What Does a Licensed Practical Nurse Do?
Licensed Practical Nurses (LPNs), also known as Licensed Vocational Nurses (LVNs) in some states, are healthcare professionals who provide basic nursing care under the direction of registered nurses (RNs) and doctors. Their primary responsibilities include measuring and recording vital signs, providing basic patient care such as wound dressing and bathing, administering medications, and ensuring the comfort of patients. LPNs also collect patient information through interviews and observations, report the status of their patients, and assist with tests and evaluations.
To thrive as an LPN, one must have a strong foundation in nursing principles, good practical skills, and a genuine compassion for patients. LPNs must be attentive to detail because they often provide the most direct level of patient care, and they need strong interpersonal communication skills to interact effectively with patients and their families.
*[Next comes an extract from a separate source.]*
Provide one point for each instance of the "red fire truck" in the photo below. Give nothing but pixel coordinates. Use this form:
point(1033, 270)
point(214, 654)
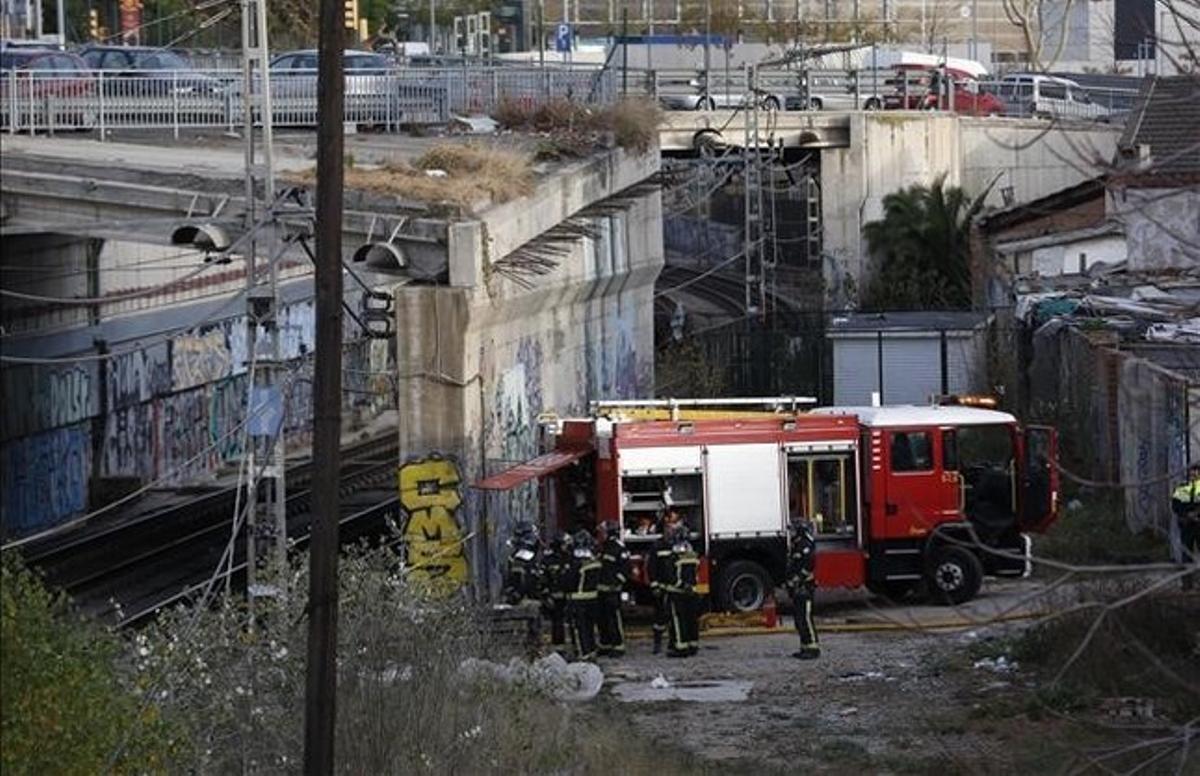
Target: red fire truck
point(901, 497)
LPNs are employed in a variety of healthcare settings, including nursing homes, extended care facilities, hospitals, physicians' offices, and private homes. They play a critical role in the healthcare team, providing essential care that contributes to the recovery and well-being of patients.
The path to becoming an LPN involves completing a state-approved educational program and passing the National Council Licensure Examination for Practical Nurses (NCLEX-PN). Their role is essential in the healthcare delivery system, offering both technical nursing care and the human touch that is often needed in the healing process.